In this circuit from (Grey,Meyer Analysis and Design of Analog Integrated circuits fifth edition) It is stated that : "In the quiescent condition,\$ V_o = 0\$ and \$V_1 = 0\$ ." What forces V1 and Vo to be equal 0 when \$V_i =0\$ ?Aren't there other sources (\$V_{cc}, -V_{cc}\$) which may cause \$V1\$ to be >0 ?
edit :It is actually mentioned that this is a simplified schematic of the output stage of the 709 op amp
Brian is right. This is not a complete circuit. Do not bother attempting to analyze the quiescent conditions of this circuit.
For the record, as drawn, if \$V_i\$ is greater than 0.6V above \$-V_{CC}\$, then the collector of \$Q_3\$ will be near ground and \$Q_2\$ will pull the output voltage down toward \$-V_{CC}\$. Grey and Meyer are well-respected, but maybe write for an advanced audience. I am sure that when presented in full context, everything makes sense.
The quoted text from the book is:
In the quiescent condition, \$V_o = 0\$ and \$V_1 = 0\$ .
This is correct in the sense that these are the conditions under which no current flows through the stage, and the output is at 0V.
This appears to be from you:
What forces \$V_1\$ and \$V_o\$ to be equal \$0\$ when \$V_i = 0\$?
The answer is nothing.
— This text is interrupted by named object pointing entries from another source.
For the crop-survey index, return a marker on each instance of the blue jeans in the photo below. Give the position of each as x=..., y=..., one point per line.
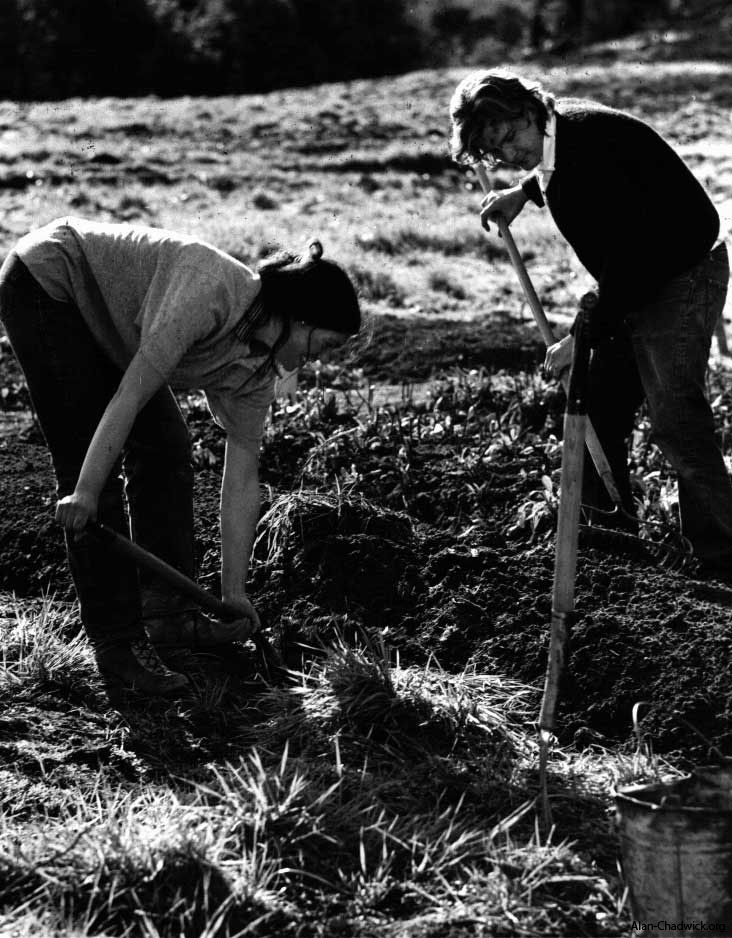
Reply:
x=71, y=381
x=663, y=359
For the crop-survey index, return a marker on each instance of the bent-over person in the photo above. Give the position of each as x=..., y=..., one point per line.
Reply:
x=107, y=319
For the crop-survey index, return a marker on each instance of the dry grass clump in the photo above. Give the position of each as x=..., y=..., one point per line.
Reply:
x=41, y=645
x=373, y=794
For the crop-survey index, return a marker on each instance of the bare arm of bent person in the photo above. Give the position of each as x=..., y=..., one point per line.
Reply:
x=240, y=505
x=137, y=386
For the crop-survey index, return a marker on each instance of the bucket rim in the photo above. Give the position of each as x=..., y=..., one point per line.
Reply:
x=631, y=795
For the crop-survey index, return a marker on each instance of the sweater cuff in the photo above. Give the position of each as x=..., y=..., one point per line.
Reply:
x=532, y=191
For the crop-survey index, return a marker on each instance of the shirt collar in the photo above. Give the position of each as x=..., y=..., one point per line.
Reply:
x=545, y=169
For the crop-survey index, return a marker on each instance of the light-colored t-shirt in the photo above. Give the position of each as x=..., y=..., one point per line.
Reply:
x=175, y=299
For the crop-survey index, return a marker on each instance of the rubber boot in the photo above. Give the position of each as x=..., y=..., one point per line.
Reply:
x=135, y=666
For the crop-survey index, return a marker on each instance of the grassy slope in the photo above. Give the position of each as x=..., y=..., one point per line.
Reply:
x=165, y=821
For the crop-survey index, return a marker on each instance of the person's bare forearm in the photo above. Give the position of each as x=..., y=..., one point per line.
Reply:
x=240, y=506
x=106, y=445
x=138, y=384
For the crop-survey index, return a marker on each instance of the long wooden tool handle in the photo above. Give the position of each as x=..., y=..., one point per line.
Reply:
x=570, y=499
x=592, y=440
x=143, y=558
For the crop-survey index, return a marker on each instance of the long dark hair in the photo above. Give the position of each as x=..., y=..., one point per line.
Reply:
x=306, y=288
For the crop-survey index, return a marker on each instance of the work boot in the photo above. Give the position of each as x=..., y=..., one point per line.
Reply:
x=135, y=665
x=191, y=629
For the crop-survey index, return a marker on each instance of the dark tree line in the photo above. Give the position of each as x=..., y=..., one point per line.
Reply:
x=52, y=49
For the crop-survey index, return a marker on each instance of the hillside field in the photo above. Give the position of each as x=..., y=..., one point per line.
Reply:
x=387, y=784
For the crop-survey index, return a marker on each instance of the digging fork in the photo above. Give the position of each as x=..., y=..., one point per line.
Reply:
x=591, y=439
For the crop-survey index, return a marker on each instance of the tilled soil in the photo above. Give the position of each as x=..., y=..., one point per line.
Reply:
x=429, y=562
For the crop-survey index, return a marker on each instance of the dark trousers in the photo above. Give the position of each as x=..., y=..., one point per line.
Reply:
x=663, y=359
x=71, y=381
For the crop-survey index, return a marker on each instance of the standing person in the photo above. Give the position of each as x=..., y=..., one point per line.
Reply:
x=645, y=229
x=105, y=319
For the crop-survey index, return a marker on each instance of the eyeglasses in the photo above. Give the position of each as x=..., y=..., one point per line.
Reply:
x=497, y=152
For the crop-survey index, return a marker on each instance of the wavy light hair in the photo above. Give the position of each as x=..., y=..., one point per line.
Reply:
x=486, y=97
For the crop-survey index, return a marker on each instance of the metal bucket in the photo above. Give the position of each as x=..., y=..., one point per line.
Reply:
x=676, y=843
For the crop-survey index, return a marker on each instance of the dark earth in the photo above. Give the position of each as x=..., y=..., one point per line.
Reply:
x=421, y=543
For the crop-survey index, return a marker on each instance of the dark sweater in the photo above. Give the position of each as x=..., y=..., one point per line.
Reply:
x=627, y=204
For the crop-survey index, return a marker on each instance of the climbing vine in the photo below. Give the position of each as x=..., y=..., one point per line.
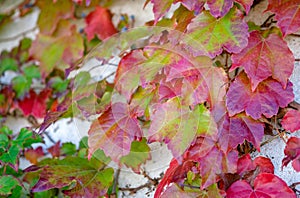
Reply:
x=204, y=80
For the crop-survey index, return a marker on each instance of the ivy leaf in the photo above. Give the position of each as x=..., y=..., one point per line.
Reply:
x=287, y=15
x=219, y=8
x=265, y=185
x=55, y=150
x=246, y=4
x=26, y=138
x=175, y=173
x=239, y=128
x=51, y=13
x=291, y=120
x=208, y=36
x=265, y=100
x=34, y=154
x=193, y=5
x=292, y=153
x=32, y=71
x=178, y=126
x=160, y=8
x=139, y=154
x=127, y=78
x=7, y=184
x=68, y=148
x=91, y=179
x=114, y=131
x=202, y=82
x=60, y=50
x=213, y=161
x=8, y=64
x=11, y=155
x=265, y=57
x=34, y=104
x=99, y=23
x=167, y=179
x=21, y=85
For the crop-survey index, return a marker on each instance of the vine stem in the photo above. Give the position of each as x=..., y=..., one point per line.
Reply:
x=7, y=39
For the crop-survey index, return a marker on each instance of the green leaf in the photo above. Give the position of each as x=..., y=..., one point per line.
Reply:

The question's premise isn't true. The "quiescent condition", as described, requires \$V_i\$ to have some specific value which is neither 0 from ground, nor from \$-V_\text{CC}\$. It is that value which turns on \$Q_3\$ just enough so that exactly the right amount of current flows through \$R_1\$ to create the correct voltage drop for the conditions.
That value would arise, in the overall amplifier, thanks to feedback. When the overall amplifier (not shown) is configured with a feedback network, say for unity gain, an output of 0V would be ensured by tying the input to 0V. Internally, the right condition will arise in the \$Q_3\$ circuit.
But it will not be the case that \$V_i\$ is zero from any obvious reference point. The voltage will be somewhere in the neighborhood of \$Q_3\$'s \$V_\text{BE}\$ (above \$-V_\text{CC}\$), since that transistor has to be partially turned on and be in its active region: neither saturated, nor cut off.